For these reasons, we suggest to the EBA to follow a consistent approach with the review of CRR/CRD currently taking place at European level, where the “SME supporting factor” would be applicable for all levels of exposures.
1) NSFR reporting impact associated to CRR Article 428 (1) (g) ii
According to this article, in order to categorise retail exposures we should take into account the amount of aggregate deposits placed by client or group of connected clients (<= 1 MEUR). We suggest not to apply the 2016 Guidelines to article 428 (1) g (reporting issue) as CRR2 NSFR (draft) does not mention group of “connected clients” when it comes to categorizing loans from retail clients.
In addition to that, when it comes to maximum amount of aggregate deposits placed by a client there seems to be a confusion within the CRR between:
- “group of connected clients” mentioned in CRR article 428 (1) (g) (ii)
- “group basis” mentioned in CRR article 411 (Liquidity Definitions), Retail deposits categorization for liquidity purposes require to take in account the amount of aggregate deposits placed by client on a group basis (<= 1 MEUR).

2) C67 & C71 AMM Reporting
ALMM Template 67: Concentration of funding by counterparty. The concentration ratios may increase if some counterparties are included in a group of connected clients.
ALMM Template 71: Concentration of counterbalancing capacity by issuer. The concentration ratios may increase if some counterparties are included in a group of connected clients.
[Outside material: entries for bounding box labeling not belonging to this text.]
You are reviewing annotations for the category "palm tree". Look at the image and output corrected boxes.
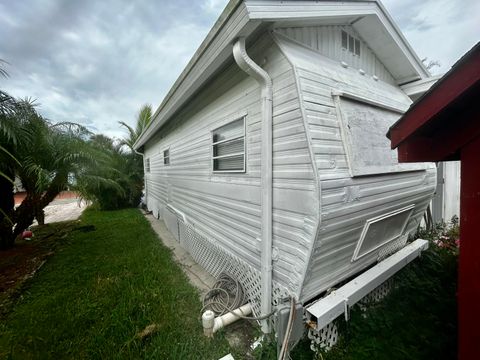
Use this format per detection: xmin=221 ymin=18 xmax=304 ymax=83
xmin=119 ymin=104 xmax=152 ymax=151
xmin=0 ymin=59 xmax=21 ymax=248
xmin=0 ymin=100 xmax=119 ymax=248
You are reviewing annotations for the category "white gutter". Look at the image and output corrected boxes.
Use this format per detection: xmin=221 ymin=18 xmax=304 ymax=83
xmin=233 ymin=37 xmax=273 ymax=333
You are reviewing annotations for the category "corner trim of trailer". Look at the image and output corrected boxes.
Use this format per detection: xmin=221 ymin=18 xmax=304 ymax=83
xmin=233 ymin=37 xmax=273 ymax=333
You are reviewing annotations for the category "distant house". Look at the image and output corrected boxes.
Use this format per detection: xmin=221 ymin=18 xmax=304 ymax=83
xmin=389 ymin=43 xmax=480 ymax=359
xmin=135 ymin=0 xmax=436 ymax=332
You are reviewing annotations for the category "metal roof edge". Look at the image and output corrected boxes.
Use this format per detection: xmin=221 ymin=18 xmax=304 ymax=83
xmin=134 ymin=0 xmax=430 ymax=150
xmin=133 ymin=0 xmax=243 ymax=150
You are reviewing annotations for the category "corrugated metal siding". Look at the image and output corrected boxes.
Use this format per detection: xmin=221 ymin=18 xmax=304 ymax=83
xmin=145 ymin=36 xmax=318 ymax=291
xmin=277 ymin=38 xmax=436 ymax=301
xmin=275 ymin=25 xmax=395 ymax=84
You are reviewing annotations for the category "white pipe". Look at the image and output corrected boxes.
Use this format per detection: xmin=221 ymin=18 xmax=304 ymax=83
xmin=202 ymin=303 xmax=252 ymax=337
xmin=233 ymin=37 xmax=273 ymax=333
xmin=213 ymin=304 xmax=252 ymax=333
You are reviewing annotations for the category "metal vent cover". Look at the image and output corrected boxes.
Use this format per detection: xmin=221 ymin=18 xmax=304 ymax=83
xmin=352 ymin=204 xmax=415 ymax=262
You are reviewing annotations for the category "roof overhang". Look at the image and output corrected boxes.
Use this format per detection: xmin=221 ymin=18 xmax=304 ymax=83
xmin=387 ymin=43 xmax=480 ymax=162
xmin=134 ymin=0 xmax=430 ymax=150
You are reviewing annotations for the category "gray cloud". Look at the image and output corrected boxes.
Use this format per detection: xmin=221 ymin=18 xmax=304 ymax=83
xmin=382 ymin=0 xmax=480 ymax=74
xmin=0 ymin=0 xmax=225 ymax=136
xmin=0 ymin=0 xmax=480 ymax=136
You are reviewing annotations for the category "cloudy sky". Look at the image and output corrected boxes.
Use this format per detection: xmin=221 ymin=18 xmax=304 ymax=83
xmin=0 ymin=0 xmax=480 ymax=137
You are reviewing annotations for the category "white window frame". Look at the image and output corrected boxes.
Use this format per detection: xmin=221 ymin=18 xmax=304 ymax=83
xmin=210 ymin=115 xmax=247 ymax=174
xmin=163 ymin=147 xmax=170 ymax=166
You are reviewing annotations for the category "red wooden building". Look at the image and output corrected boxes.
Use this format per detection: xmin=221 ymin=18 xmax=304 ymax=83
xmin=388 ymin=43 xmax=480 ymax=359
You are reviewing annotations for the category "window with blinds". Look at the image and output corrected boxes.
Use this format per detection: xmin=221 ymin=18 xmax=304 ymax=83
xmin=342 ymin=30 xmax=360 ymax=56
xmin=212 ymin=117 xmax=245 ymax=172
xmin=163 ymin=149 xmax=170 ymax=165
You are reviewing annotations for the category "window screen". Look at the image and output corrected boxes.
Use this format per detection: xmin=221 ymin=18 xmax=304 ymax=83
xmin=163 ymin=149 xmax=170 ymax=165
xmin=212 ymin=118 xmax=245 ymax=172
xmin=342 ymin=30 xmax=360 ymax=56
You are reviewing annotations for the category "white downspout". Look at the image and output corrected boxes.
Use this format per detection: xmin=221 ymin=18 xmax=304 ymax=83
xmin=233 ymin=37 xmax=273 ymax=333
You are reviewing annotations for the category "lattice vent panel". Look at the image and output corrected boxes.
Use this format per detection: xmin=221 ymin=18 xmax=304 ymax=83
xmin=308 ymin=278 xmax=393 ymax=351
xmin=308 ymin=322 xmax=338 ymax=351
xmin=377 ymin=235 xmax=408 ymax=261
xmin=360 ymin=278 xmax=393 ymax=305
xmin=178 ymin=220 xmax=289 ymax=316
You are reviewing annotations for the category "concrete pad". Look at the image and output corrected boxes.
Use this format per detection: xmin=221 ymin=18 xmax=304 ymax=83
xmin=33 ymin=199 xmax=88 ymax=225
xmin=145 ymin=214 xmax=215 ymax=299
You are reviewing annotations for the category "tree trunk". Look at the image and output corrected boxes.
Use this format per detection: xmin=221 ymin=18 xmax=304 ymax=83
xmin=0 ymin=170 xmax=15 ymax=250
xmin=13 ymin=193 xmax=35 ymax=237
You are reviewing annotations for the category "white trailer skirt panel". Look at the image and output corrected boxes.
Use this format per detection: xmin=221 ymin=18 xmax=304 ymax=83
xmin=305 ymin=239 xmax=428 ymax=330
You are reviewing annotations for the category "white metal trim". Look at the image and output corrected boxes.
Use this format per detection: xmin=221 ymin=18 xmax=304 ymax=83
xmin=332 ymin=90 xmax=407 ymax=114
xmin=351 ymin=204 xmax=415 ymax=262
xmin=305 ymin=239 xmax=428 ymax=329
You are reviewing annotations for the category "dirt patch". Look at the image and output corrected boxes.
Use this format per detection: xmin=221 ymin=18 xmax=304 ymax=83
xmin=0 ymin=221 xmax=80 ymax=318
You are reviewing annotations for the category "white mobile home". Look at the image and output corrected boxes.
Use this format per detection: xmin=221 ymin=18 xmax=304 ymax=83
xmin=135 ymin=0 xmax=436 ymax=334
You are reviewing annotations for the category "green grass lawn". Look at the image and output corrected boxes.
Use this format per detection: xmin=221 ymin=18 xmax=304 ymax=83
xmin=0 ymin=209 xmax=231 ymax=359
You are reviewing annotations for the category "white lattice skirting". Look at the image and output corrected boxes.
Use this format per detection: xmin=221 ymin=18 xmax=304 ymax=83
xmin=177 ymin=219 xmax=289 ymax=316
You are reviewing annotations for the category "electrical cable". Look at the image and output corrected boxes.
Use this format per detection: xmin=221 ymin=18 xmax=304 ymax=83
xmin=278 ymin=296 xmax=296 ymax=360
xmin=201 ymin=273 xmax=276 ymax=320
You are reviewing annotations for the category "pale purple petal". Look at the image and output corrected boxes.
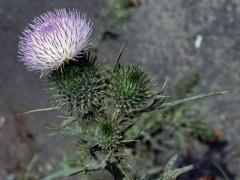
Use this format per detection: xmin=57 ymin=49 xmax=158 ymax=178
xmin=19 ymin=9 xmax=92 ymax=73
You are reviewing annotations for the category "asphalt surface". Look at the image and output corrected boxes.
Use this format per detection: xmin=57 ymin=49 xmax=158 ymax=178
xmin=0 ymin=0 xmax=240 ymax=179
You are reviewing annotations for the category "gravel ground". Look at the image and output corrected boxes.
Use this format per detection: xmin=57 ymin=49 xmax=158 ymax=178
xmin=0 ymin=0 xmax=240 ymax=179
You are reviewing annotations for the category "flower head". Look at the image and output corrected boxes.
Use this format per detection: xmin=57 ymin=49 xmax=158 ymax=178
xmin=19 ymin=9 xmax=92 ymax=74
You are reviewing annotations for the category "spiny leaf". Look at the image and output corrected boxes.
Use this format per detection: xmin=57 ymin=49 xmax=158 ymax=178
xmin=19 ymin=107 xmax=58 ymax=115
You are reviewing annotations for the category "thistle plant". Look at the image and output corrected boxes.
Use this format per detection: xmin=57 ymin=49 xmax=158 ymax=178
xmin=19 ymin=9 xmax=225 ymax=180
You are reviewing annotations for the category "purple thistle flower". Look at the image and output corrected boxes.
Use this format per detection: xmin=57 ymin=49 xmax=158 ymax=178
xmin=19 ymin=9 xmax=92 ymax=75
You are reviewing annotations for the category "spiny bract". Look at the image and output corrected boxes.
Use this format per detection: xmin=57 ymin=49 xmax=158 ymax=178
xmin=19 ymin=9 xmax=92 ymax=75
xmin=111 ymin=66 xmax=152 ymax=111
xmin=48 ymin=53 xmax=107 ymax=116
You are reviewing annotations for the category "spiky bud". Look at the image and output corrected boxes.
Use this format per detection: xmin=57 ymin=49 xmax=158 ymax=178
xmin=19 ymin=9 xmax=92 ymax=75
xmin=48 ymin=53 xmax=107 ymax=117
xmin=111 ymin=66 xmax=152 ymax=111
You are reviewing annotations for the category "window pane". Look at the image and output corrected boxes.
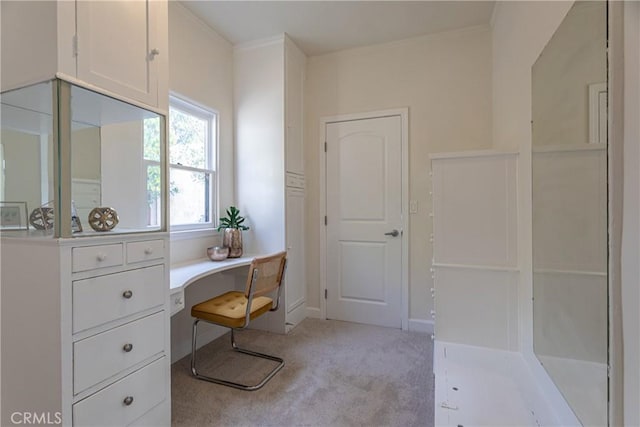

3) Compliance reporting for LCR and NSFR
In addition to the reporting impact mentioned in the consultation, the extension of the 2016 Guidelines will also have a ratio impact on LCR and NSFR.
Article 3 of Delegated Act on LCR gives following definitions : ‘retail deposits’ means a liability to a natural person or to an SME, where the SME would qualify for the retail exposure class under the standardised or IRB approaches for credit risk, or a liability to a company which is eligible for the treatment set out in Article 153(4) of Regulation (EU) No 575/2013, and where the aggregate deposits by such SME or company on a group basis do not exceed EUR 1 million;

As the retail exposure categorisation for credit risk will be impacted by the application of the Guidelines, there will accordingly have an impact on LCR/NSFR reporting and /or requirement.
The same issue than those mentioned before (operational constraints, undue ratio decrease linked to connections limiting the application of the retail deposits treatment, overlapping between groups etc) will occur.